Des indicateurs en amélioration

La signature intervient alors que l’Égypte a enregistré en juillet un pic historique de 8,5 milliards de dollars de ressources en devises — une progression alimentée, entre autres, par la hausse des envois de fonds de la diaspora.

En avril, Fitch Ratings a confirmé la note « B » de l’émetteur souverain en devises à long terme, assortie d’une perspective stable, citant la taille de l’économie, le potentiel de croissance du PIB et l’appui des bailleurs bilatéraux et multilatéraux.

Allonger la dette, combler les gaps de financement

 Selon Rania Al-Mashat, le partenariat soutient les réformes en cours et renforce la résilience face aux chocs externes. Le financement permettra d’allonger les maturités de la dette, d’améliorer la soutenabilité et de combler les écarts de financement, tout en créant de l’espace budgétaire pour les investissements prioritaires.

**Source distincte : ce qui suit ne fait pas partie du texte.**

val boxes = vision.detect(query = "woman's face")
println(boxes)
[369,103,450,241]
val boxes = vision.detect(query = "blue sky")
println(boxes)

Cap sur la transition verte et la compétitivité

Au-delà de l’urgence macroéconomique, la matrice de réformes met l’accent sur la simplification du cadre des affaires, la compétitivité des secteurs tournés vers l’export et la décarbonation. La protection de la mer Rouge s’inscrit dans une stratégie plus large de diversification économique et de montée en gamme industrielle.